The MRCF proposes the following initiatives to support the life sciences sector:

  • Change the eligibility of the JobKeeper wage subsidy scheme so that pre-revenue companies, with genuine R&D programs that have been disrupted by COVID-19 can access the wage subsidy scheme and keep staff employed. Under current rules, companies are only eligible if they can demonstrate a 30 percent loss of income, which does not apply to pre-revenue R&D companies.
  • Fast track R&D Tax Incentive (RDTI) payments for the 2019/2020 financial year or provide quarterly instalments based on projections from July 2020. Under the scheme, which provides a 43.5 percent rebate for investment in R&D made by businesses with a turnover of less than $20m, companies must have pre-registered R&D activities for this year which are offset in their annual tax return for the year ending June 30th. Most companies will not receive the cash rebate for this year until October to December, or early 2021, which is too long to wait for cash strapped companies.
  • Scrap controversial legislative changes to the RDTI agreed in the April 2019 Federal Budget which would cut $1.35b to the programme and were due to be passed into law before June 30th this year. Because of the current economic turmoil, this is unlikely to happen and is an opportunity for a rethink by the current Senate committee tasked with making changes to the RDTI Bill. Capital availability is going to be a major challenge for innovation industries over the next 6 to 12 months and uncertainty around pillar programs like the RDTI further erodes investment confidence.
  • Free up a proportion of the $20b Medical Research Future Fund (MRFF), which supports Australian health and medical research, to make it available to fund the commercialisation of promising Australian discoveries in recognition that capital availability to the sector is rapidly evaporating due to COVID-19 and this poses a real risk to promising start ups reliant on investment capital to survive.

“For the next 6 to 12 months it’s going to be challenging for biotech and all innovation companies to raise capital from their traditional sources – superfunds, venture capital, private equity and high-net-worth individuals – as all have experienced heavy financial struggles due to COVID-19, Dr Nave says. “In particular, legislation in response to COVID-19 allowing people to access up to $40,000 of their superannuation funds early, has some of our leading superfunds looking carefully at asset allocations to ensure they have sufficient capital in liquid assets to meet these calls. This, understandably, will divert capital away from biotech investment at a time when it is much needed.

“To overcome this short-term credit crunch, government-backed capital should be used to bridge the funding gap and accessing capital from the MRFF and RDTI scheme seems an obvious choice. Both could pivot for this purpose with little required in additional funding or policy change.”

Australia’s bright biotech future

Only in March did CSL Limited, Australia’s largest biotech company, overtake The Commonwealth Bank and BHP, the world’s largest mining company, to become Australia’s most valuable company.

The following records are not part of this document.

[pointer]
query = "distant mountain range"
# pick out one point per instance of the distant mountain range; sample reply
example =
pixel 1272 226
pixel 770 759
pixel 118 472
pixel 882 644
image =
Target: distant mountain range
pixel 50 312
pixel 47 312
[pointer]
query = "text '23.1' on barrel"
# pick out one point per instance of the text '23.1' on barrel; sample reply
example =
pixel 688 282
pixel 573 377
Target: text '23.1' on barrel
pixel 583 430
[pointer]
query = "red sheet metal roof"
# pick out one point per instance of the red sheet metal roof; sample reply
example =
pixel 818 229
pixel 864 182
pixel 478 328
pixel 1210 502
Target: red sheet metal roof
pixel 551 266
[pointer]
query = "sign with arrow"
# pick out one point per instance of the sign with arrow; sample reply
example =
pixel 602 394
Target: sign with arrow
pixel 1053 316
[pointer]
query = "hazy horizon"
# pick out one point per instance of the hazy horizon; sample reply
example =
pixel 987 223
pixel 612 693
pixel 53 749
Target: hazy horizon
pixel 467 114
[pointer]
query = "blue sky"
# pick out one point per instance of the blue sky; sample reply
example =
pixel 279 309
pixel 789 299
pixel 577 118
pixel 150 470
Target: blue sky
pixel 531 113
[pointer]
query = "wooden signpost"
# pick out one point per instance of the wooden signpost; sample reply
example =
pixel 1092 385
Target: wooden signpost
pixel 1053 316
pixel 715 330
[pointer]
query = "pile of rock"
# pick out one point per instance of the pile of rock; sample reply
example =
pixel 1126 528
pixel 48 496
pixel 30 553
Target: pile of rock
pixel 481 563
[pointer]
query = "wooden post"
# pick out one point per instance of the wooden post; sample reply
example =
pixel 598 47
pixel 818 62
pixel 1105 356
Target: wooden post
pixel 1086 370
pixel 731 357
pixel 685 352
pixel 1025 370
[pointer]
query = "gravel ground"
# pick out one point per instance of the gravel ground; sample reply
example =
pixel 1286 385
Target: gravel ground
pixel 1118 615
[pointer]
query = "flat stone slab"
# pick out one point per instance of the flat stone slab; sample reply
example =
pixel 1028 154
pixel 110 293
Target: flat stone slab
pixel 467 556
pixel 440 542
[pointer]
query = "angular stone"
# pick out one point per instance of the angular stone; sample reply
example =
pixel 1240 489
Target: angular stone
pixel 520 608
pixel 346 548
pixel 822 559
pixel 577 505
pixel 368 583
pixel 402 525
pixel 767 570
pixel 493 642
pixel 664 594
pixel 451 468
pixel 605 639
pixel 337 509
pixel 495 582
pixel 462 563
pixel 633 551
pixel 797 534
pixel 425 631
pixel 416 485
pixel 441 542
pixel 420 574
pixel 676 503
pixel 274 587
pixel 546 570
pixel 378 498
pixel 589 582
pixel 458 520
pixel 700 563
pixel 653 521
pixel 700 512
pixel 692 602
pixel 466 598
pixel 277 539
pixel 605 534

“While this was a watershed moment for Australia and shows a vision of what biotech can deliver, it’s important to remember that CSL is over 100 years old and it is 26 years since it was publicly listed,” Dr Nave says. “It takes decades to build a global biotechnology company and it is often well over a decade before a biotech is generating revenue.

“In our current situation, we could see promising companies on the same path as CSL lost for good due to a short-term liquidity crisis at the expense of future job and wealth creation. This would be an absolute tragedy for the nation.”

Industry body AusBiotech, is seeking a class ruling on the JobKeeper wage subsidy scheme from the Tax Commissioner, formally requesting that biotech companies be included.

In addition, leading Australian tech figures, including Atlassian co-founder Scott Farquhar and AirTree Ventures founder Daniel Petre, are supporting a petition to  suspend the senate inquiry into the RDTI changes for at least six months and introduce a six-month moratorium on tax office claw-backs against recipients for the scheme. Over 3,700 have signed the petition.